How does migration affect mental health and motherhood? And how can we prepare and protect ourselves from the risks we don’t always see coming?
We’re living in the age of globalisation. I was young when low-cost air travel exploded in the 1990s. Suddenly, flying became accessible to many more people—sometimes cheaper than a train ticket. Before then, migration tended to follow certain patterns: highly skilled professionals, intra-regional low-wage workers, or those seeking refuge.
But companies like EasyJet and Ryanair changed the game in Europe—making travel cheap, cheerful, and frequent. Migration became more casual, and cultural diversity more widespread. I think immigration and migration are great. It is fantastic to have the opportunity to experience different people and cultures.
I write this because mental illness can have many roots—and migration is one of them. As an expat, a mother, and an advocate for autism awareness, I think it’s important to explore how migration affects mental health, especially for families and parents of neurodivergent children.
My son is autistic. My family has a long history of migration. My grandparents migrated into a war zone. My parents later migrated out of one. And I became an expatriate myself when James was two.

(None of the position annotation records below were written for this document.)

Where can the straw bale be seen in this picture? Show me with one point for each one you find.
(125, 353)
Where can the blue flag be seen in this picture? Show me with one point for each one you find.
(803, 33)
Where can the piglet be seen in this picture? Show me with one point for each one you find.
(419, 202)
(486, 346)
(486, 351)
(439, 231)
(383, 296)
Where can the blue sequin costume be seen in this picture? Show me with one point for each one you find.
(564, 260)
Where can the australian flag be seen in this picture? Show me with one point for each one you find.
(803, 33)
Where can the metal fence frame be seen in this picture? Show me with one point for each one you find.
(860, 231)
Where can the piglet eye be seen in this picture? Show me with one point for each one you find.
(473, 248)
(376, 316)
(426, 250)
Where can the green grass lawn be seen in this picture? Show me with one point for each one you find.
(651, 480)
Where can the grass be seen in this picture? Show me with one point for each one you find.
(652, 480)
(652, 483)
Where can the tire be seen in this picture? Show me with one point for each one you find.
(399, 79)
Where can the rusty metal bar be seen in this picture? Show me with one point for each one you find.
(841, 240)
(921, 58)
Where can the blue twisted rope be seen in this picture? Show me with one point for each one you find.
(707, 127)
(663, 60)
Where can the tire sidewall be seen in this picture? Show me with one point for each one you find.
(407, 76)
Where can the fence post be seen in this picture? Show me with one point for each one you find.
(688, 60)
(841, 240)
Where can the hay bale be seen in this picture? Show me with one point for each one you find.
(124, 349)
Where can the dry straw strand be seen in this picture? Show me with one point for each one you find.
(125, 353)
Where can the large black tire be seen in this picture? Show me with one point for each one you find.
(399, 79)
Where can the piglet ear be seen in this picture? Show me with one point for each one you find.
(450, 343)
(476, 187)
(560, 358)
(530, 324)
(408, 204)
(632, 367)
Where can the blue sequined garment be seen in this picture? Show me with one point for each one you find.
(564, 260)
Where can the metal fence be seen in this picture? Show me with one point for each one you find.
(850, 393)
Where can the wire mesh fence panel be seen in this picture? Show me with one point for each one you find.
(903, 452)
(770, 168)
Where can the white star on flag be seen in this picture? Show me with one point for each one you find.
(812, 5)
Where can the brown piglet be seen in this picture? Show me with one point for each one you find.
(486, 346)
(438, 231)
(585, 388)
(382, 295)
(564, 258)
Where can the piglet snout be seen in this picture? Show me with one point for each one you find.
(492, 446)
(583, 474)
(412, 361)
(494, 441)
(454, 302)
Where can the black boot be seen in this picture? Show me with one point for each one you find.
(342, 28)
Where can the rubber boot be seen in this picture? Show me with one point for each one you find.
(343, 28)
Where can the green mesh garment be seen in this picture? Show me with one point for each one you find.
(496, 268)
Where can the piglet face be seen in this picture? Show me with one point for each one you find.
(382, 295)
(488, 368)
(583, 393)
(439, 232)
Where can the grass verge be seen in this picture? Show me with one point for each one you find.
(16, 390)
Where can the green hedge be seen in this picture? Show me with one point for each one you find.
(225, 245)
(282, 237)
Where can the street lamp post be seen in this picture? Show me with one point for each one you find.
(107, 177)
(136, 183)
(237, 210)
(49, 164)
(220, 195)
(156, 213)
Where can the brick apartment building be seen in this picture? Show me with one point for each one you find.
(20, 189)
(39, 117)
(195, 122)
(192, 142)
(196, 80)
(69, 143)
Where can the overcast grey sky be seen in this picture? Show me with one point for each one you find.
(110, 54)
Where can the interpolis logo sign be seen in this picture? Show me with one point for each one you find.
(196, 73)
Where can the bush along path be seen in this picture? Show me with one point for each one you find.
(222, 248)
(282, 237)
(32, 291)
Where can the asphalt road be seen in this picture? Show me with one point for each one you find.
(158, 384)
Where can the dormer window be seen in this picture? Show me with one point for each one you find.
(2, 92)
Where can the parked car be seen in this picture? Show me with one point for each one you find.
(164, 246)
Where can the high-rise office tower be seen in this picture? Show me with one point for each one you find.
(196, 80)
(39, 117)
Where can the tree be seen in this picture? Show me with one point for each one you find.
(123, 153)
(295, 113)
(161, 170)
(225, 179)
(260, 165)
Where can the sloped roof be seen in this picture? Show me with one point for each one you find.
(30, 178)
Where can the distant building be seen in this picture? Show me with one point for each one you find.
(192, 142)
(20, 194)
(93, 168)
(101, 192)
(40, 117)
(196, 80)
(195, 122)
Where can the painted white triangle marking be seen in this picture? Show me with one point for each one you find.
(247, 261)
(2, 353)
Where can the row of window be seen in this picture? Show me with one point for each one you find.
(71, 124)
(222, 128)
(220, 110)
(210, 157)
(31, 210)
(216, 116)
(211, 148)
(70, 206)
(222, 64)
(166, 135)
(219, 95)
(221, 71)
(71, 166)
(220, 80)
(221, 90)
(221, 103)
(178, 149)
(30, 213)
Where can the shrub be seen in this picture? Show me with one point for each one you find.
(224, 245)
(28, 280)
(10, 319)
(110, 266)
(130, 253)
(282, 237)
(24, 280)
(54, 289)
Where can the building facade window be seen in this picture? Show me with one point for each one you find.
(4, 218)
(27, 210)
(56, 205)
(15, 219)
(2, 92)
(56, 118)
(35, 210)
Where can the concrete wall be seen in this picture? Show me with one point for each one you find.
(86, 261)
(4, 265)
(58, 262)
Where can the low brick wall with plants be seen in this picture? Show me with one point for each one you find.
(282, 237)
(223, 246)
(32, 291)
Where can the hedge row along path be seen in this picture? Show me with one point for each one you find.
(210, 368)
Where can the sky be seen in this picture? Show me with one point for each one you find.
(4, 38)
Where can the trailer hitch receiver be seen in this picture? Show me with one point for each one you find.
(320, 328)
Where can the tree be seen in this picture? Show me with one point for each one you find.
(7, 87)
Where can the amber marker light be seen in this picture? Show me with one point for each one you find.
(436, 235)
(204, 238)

Migration often means losing what feels familiar and safe. You trade family, structure, language, and predictability for the unknown. That uncertainty doesn’t always feel dramatic at first, but over time, it can chip away at your sense of stability and confidence. The social systems you once relied on—healthcare, education, childcare—are suddenly different, or gone entirely. You have to rebuild your support networks from scratch.
We moved to Thailand not long after my son’s diagnosis. But even before we left the UK, I was already feeling isolated. We had moved house in search of space for our growing family—a kind of local migration, but one that meant my nearest support was over an hour away by public transport. Motherhood had already brought challenges I hadn’t anticipated—and migration only magnified them.
Later, through James’ diagnosis, I began to recognise traits of neurodiversity in myself. As I explored autism and mental health more deeply, I started writing about them too. I wish I’d known more earlier—about the systems, the symptoms, and the ways neurodivergence and mental health can quietly intertwine. That’s why I now advocate for awareness, acceptance, and above all—prevention and preparedness.
There’s space, I believe, for better parental primary care. Not just post-partum, but pre-natal too. Especially for those who may already carry hidden or unspoken risk factors.
For me, mental health is a balance between physical wellbeing and self-awareness. I’ve found support in sharing my story, in connecting with others who understand, and in allowing myself space to reflect—without shame.
What helps:
1. Planning (especially around family)
Before migrating, it helps to understand the healthcare landscape—not just in theory, but in practice. What does a paediatric appointment look like? Is there insurance coverage for developmental or mental health support? What sensory experiences might come up in a hospital setting? For me, the healthcare system in Thailand was nothing like the GP-led care I was used to in the UK. Language barriers, traffic, and unfamiliar systems all added stress when I was already stretched thin.
2. Support systems
Online communities were a lifeline. The Expat Mummy Club, in particular, gave me space to find information and connect. Over time, more groups emerged—some focused on parenting, others on mental health or neurodiversity. These groups remind me that help can come from unexpected places.
3. Relaxation
Finding calm isn’t optional—it’s essential. I try to choose activities that give my mind rest. It’s not always easy to notice what’s stressing you out, but recognising it is the first step. Learning to stay present—without constantly anticipating disaster—has helped me cope better, both as a person and as a parent.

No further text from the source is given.